La mano de Marian se posó en el tembloroso hombro de Nora, que la miró preocupada.

<< ¿Cómo tenía aún fuerzas para levantarse? ¿Cómo era capaz de volver a alzar su espada y correr hacia ellos?>> Nora se hacia todas esas preguntas mientras la veía pelear con todas sus fuerzas. La mano de Eric agarró la suya.

–¿No decías que eras hechicera? –Le preguntó con la cara cubierta de la sangre que le salía de una herida en su frente.

Ella lo miró, cerró los ojos y apretó fuertemente su mano. Trató de buscar un recuerdo y éste vino a su mente como otras veces. Recordó cuando Derek y ella bailaron junto al fuego.
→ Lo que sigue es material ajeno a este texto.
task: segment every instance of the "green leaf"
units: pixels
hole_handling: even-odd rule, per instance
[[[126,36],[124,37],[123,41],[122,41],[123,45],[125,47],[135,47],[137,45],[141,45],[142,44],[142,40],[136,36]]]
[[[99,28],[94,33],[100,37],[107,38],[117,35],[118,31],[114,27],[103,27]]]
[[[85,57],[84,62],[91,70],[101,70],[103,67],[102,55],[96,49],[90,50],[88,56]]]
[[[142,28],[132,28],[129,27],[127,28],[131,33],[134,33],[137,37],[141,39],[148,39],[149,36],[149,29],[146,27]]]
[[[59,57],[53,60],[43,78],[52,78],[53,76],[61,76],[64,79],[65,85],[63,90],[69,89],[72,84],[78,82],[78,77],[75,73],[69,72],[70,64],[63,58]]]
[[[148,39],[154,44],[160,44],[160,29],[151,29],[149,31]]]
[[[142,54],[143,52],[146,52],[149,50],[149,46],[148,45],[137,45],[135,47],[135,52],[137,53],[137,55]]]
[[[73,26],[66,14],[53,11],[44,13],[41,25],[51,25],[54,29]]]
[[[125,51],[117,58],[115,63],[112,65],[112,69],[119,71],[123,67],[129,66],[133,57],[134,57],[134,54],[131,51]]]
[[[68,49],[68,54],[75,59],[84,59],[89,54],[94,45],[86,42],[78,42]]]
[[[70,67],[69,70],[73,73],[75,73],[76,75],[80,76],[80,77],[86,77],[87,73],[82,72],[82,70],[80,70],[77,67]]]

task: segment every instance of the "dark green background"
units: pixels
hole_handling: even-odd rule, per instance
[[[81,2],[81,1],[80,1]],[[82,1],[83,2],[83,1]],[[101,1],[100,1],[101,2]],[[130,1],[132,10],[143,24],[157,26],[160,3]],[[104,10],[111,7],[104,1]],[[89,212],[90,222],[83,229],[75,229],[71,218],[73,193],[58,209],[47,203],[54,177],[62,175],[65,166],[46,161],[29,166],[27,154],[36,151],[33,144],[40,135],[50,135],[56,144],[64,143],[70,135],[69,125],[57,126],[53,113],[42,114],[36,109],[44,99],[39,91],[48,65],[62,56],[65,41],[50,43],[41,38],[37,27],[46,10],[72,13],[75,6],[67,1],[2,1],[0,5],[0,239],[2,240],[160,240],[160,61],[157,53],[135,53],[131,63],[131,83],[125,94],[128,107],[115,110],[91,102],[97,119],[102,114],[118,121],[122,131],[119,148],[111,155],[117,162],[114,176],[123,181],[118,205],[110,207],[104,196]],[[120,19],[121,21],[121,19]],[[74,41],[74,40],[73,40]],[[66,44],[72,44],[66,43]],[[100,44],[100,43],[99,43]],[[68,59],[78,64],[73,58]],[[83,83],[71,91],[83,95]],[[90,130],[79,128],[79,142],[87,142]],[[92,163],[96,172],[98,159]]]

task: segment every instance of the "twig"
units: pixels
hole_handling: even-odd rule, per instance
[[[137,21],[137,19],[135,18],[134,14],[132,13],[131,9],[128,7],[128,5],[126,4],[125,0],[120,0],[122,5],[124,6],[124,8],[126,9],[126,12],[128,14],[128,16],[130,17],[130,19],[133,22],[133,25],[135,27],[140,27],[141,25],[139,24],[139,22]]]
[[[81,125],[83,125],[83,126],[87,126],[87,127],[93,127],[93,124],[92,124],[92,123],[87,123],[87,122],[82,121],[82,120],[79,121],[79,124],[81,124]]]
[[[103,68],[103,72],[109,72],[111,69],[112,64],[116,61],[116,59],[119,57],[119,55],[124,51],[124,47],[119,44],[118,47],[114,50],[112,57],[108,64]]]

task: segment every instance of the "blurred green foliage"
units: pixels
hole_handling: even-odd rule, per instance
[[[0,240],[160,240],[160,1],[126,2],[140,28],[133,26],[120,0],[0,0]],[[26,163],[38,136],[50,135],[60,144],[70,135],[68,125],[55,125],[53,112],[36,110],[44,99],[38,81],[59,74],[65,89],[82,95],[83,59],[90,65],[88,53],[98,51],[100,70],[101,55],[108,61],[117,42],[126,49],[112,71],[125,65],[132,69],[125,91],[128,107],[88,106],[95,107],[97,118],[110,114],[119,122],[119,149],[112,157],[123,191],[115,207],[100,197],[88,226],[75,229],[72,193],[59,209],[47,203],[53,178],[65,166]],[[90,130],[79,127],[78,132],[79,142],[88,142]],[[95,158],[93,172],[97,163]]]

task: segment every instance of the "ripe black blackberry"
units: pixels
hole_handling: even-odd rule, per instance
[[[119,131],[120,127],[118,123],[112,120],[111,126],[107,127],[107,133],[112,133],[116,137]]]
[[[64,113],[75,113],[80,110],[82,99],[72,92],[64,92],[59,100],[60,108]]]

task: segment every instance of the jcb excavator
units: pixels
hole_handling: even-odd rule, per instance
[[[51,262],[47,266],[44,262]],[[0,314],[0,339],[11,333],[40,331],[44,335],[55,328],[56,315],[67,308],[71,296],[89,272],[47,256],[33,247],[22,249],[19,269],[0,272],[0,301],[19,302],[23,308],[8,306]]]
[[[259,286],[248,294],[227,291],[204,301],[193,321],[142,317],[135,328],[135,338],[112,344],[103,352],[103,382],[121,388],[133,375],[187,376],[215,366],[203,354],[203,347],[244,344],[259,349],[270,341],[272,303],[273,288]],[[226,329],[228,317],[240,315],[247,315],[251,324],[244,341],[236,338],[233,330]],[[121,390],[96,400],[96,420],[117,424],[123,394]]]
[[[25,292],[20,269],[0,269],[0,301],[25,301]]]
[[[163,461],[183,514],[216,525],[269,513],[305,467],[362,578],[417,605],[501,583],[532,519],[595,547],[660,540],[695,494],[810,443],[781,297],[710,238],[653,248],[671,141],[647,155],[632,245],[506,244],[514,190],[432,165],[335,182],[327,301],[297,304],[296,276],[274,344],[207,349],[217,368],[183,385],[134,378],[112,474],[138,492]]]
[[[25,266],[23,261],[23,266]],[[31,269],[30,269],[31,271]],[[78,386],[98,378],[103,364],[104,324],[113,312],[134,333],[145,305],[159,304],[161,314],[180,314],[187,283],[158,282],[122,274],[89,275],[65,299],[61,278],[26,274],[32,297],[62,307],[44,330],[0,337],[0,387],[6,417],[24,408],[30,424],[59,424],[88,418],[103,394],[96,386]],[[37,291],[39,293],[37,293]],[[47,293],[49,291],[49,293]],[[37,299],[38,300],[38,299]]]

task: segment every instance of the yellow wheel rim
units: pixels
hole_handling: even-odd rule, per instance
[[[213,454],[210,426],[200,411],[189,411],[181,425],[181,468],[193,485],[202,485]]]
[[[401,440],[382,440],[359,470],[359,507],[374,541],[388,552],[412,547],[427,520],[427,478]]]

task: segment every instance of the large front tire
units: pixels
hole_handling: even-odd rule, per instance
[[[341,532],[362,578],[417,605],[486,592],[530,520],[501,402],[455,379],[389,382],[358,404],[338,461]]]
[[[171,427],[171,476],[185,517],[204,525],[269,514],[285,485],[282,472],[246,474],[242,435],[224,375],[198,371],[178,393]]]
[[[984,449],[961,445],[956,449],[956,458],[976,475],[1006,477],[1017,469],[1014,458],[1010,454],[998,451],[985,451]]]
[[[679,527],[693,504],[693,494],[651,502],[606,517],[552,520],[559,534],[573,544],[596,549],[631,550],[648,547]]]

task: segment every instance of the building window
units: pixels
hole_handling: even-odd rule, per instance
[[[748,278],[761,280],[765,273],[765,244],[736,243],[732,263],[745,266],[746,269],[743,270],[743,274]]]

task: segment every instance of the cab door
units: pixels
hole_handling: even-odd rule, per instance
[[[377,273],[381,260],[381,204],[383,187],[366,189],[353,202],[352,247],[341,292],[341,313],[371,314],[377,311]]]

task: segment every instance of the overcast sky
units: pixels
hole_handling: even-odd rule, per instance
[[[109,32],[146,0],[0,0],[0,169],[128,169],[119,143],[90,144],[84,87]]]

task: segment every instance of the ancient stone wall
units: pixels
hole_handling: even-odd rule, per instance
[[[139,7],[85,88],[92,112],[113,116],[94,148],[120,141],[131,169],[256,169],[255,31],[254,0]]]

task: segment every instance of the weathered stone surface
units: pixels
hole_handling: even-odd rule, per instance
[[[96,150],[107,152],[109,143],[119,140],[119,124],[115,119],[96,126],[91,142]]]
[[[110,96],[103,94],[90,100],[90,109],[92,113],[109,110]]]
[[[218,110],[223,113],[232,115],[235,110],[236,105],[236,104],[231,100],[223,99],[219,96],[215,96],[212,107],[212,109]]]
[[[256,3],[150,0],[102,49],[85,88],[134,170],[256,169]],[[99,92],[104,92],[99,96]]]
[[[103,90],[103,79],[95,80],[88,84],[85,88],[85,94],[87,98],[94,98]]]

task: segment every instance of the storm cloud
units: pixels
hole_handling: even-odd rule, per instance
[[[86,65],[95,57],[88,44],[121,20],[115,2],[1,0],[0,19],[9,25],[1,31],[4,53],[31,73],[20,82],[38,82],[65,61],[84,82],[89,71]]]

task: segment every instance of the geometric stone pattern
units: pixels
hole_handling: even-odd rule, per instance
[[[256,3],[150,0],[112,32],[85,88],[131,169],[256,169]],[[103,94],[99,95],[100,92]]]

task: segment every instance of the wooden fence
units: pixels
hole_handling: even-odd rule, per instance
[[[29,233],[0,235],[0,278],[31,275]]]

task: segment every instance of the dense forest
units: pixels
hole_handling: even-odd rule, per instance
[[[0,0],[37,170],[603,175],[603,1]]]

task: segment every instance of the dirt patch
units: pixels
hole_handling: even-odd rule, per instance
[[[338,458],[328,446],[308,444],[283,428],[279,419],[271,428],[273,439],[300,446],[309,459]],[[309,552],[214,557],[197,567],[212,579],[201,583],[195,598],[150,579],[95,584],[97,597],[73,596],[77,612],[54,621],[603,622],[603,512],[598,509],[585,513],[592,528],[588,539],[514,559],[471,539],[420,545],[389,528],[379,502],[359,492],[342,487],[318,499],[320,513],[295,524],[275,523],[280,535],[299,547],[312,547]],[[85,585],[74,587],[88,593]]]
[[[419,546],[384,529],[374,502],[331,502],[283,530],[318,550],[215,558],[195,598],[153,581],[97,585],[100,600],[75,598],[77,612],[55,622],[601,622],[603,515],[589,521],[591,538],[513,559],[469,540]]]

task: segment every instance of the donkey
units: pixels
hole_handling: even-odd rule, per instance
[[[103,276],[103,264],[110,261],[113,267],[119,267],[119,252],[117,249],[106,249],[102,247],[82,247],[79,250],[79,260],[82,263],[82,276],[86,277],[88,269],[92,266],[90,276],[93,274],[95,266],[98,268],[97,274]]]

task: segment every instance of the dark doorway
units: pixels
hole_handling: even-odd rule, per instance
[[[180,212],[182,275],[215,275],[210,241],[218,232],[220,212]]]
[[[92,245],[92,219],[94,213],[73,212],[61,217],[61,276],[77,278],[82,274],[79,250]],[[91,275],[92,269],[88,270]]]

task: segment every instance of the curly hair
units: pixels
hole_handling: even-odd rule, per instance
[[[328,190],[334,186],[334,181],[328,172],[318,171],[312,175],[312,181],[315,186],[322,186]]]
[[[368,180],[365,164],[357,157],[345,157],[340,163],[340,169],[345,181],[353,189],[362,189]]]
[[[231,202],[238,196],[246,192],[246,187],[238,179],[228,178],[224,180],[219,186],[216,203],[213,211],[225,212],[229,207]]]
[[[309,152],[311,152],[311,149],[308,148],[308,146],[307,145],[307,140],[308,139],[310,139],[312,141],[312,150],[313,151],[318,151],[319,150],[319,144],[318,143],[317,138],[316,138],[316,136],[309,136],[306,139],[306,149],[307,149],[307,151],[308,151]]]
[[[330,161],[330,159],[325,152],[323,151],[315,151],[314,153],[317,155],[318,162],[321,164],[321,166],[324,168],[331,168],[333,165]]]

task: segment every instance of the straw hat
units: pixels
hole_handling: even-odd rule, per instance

Se sumergió en aquel momento, el sonido de la música y el movimiento de sus cuerpos durante ese baile. Trató de invocar la magia, pero nada pasó. Al igual que con Debron, no fue capaz de hacerlo.

Eric soltó su mano y volvió a la batalla, mientras Nora lo miraba devastada. Su magia no funcionaba, no servía para nada.

El cuerpo de Marian chocó contra el suyo haciéndolas caer y ella la sujetó como pudo.

–¿Qué ocurre... Nora? ¿Por qué... sigues aquí? –le preguntó trabajosamente.

–Lo... lo siento, Marian... No puedo hacer magia... lo siento. –Dijo mientras las lágrimas le caían por el rostro.

Marian le sonrió y tomó su mano.

–Prueba de nuevo... –La apremió.

Nora dudó, pero notó que alguien se acercaba hacia ellas. Un guardia se aproximaba con la espada en alto. Nora apretó la mano de la joven, cerró los ojos y volvió a revivir el recuerdo de aquel baile, pues quería morir recordándole a él.

Un estrepito se escuchó en ese momento. Cuando los volvió a abrir, los guardias estaban en el suelo inconscientes. Habían volado varios metros hacia atrás y sus espadas acabaron aún más lejos, algunas clavadas hasta la empuñadura en las paredes.

–Lo sabía... Eres increíble. –La felicitó Marian incorporándose con dificultad.

–Pero... ¿por qué...

Marian le tendió una mano y la ayudó a levantarse.

–Me dijiste que la magia nacía del sufrimiento, ¿no?
Nora la observó impactada. –Entonces... tú... has debido de sufrir mucho. –Le dijo compungida, mirando a su alrededor y comprobando que aquel hechizo había sido extremadamente potente.

La joven la observó con sus grandes ojos azules y esgrimió una sonrisa forzada.

– Dime ¿qué mujer no ha sufrido en este mundo?

Nora la abrazó sintiendo que la comprendía completamente.

–Continuemos. –Les dijo Eric pasando por su lado.
Miró a su hermana de reojo para comprobar que estaba bien y luego suspiró tranquilo. Después, agarró un pañuelo de su bolsillo para taponarse la herida de su frente. Retomaron el rumbo por aquel pasillo sin saber cuándo ni de dónde aparecería el siguiente enemigo.